Fortunately, during discussions in April, I continued to raise awareness regarding the vulnerability experienced by various disabled groups in the absence of “inclusive feminist lens”. Since then, I have found many allies who now have joined hands with me to highlight the exclusion of women with disabilities in the United Nations Security Council women, peace and security agenda and work in solidarity.
To continue to advocate for the needs of persons with disabilities, I take great pride in officially launching the AccessibilityforAll on December 3rd to ensure our government and civil society organizations strive for inclusivity by identifying, removing and preventing physical, attitudinal, employment, technological, financial and policy barriers experienced by persons with disabilities. AforA aims to break silos and create partnerships to strengthen the resilience of people with disability by creating meaningful opportunities to employment, social integration, peer support, rehabilitation, infrastructure and accessible communities.
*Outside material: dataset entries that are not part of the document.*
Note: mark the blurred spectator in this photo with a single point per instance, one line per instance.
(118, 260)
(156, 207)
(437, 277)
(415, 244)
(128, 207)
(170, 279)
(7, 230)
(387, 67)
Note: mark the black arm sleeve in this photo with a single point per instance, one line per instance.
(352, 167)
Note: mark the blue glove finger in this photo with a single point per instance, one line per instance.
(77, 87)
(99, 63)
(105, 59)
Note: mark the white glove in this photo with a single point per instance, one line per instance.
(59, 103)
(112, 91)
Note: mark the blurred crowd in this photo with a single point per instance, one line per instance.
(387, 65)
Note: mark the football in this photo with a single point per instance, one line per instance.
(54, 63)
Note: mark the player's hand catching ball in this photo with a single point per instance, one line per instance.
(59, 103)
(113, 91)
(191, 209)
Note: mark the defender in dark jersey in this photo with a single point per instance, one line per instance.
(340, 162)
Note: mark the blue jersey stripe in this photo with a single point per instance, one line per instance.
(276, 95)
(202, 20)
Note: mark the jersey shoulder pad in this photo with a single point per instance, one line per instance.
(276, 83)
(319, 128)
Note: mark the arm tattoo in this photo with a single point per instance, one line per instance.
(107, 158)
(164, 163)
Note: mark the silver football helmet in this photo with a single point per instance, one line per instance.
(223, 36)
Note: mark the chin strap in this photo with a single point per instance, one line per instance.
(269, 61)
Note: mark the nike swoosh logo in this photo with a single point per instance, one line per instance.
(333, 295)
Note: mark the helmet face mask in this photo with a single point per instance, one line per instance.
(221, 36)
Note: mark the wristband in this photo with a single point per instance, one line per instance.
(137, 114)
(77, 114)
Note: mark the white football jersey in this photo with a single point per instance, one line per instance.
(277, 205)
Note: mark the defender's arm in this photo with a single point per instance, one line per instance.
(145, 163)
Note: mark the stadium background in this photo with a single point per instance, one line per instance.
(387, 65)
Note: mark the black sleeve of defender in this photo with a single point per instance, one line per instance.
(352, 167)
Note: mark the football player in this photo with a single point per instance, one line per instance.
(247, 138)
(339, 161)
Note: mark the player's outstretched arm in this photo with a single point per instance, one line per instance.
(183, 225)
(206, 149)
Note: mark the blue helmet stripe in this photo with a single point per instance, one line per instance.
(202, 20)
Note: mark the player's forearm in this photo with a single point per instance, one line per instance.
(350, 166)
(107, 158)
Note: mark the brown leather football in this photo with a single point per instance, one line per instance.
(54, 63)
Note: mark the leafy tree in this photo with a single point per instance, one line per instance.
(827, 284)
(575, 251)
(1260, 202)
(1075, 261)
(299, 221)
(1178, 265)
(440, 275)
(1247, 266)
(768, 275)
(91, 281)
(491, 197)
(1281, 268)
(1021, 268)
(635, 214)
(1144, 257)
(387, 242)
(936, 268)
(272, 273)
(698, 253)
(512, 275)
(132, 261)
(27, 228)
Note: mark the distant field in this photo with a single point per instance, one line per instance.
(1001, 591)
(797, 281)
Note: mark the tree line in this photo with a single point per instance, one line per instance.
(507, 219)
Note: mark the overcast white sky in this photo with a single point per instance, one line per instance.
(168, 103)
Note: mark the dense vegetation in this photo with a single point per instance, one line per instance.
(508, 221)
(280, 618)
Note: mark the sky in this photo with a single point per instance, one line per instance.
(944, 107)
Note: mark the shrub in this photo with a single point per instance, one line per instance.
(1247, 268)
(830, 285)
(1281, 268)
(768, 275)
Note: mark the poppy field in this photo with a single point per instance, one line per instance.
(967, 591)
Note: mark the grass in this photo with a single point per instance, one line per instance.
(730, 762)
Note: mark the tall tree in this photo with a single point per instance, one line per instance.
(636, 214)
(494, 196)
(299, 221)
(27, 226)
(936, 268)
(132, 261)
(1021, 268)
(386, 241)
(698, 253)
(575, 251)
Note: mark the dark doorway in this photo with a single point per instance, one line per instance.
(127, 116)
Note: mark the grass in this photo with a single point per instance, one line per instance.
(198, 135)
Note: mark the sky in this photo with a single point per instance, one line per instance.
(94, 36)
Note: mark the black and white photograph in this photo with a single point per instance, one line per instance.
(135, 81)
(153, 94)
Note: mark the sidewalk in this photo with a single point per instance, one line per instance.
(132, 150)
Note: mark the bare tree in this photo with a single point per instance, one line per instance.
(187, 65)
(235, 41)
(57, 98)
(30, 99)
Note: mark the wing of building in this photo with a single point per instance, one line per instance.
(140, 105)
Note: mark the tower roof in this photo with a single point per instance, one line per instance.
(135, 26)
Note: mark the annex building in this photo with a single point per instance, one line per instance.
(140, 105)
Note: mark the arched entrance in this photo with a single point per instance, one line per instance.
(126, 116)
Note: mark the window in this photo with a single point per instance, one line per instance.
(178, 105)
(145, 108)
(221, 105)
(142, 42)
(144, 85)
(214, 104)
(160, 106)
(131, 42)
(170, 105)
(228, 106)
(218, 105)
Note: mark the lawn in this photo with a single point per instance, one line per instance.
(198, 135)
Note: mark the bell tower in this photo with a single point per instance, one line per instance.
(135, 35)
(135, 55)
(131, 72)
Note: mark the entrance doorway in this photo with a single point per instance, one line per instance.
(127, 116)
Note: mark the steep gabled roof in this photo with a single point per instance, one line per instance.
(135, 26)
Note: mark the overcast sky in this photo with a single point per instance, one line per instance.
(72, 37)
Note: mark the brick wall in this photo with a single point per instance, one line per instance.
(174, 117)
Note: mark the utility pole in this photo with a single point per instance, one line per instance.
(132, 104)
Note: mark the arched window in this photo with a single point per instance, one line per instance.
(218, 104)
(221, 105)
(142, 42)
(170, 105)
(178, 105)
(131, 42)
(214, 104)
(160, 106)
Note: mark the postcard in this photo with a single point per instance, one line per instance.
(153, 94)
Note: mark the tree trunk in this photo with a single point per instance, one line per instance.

To learn more about AforA please visit our Facebook page
Meenu Sikand the CEO & founder of the AforA (Accessibility for All), is a Canadian immigrant of South-Asian origin. She brings 30 years of personal and professional experience advancing the disability agenda nationally and globally with a passion to improve employment situation of WWD (Women with Disabilities), as she knows firsthand what it’s like to have a disability and accessibility barriers that exist. Under her leadership, AforA focuses on public education campaigns to raise disability and diversity awareness, human rights and the AODA, training and development of multi-year Accessibility Plans and accessibility policies for government, NGOs and the private sector to remove accessibility barriers strategically.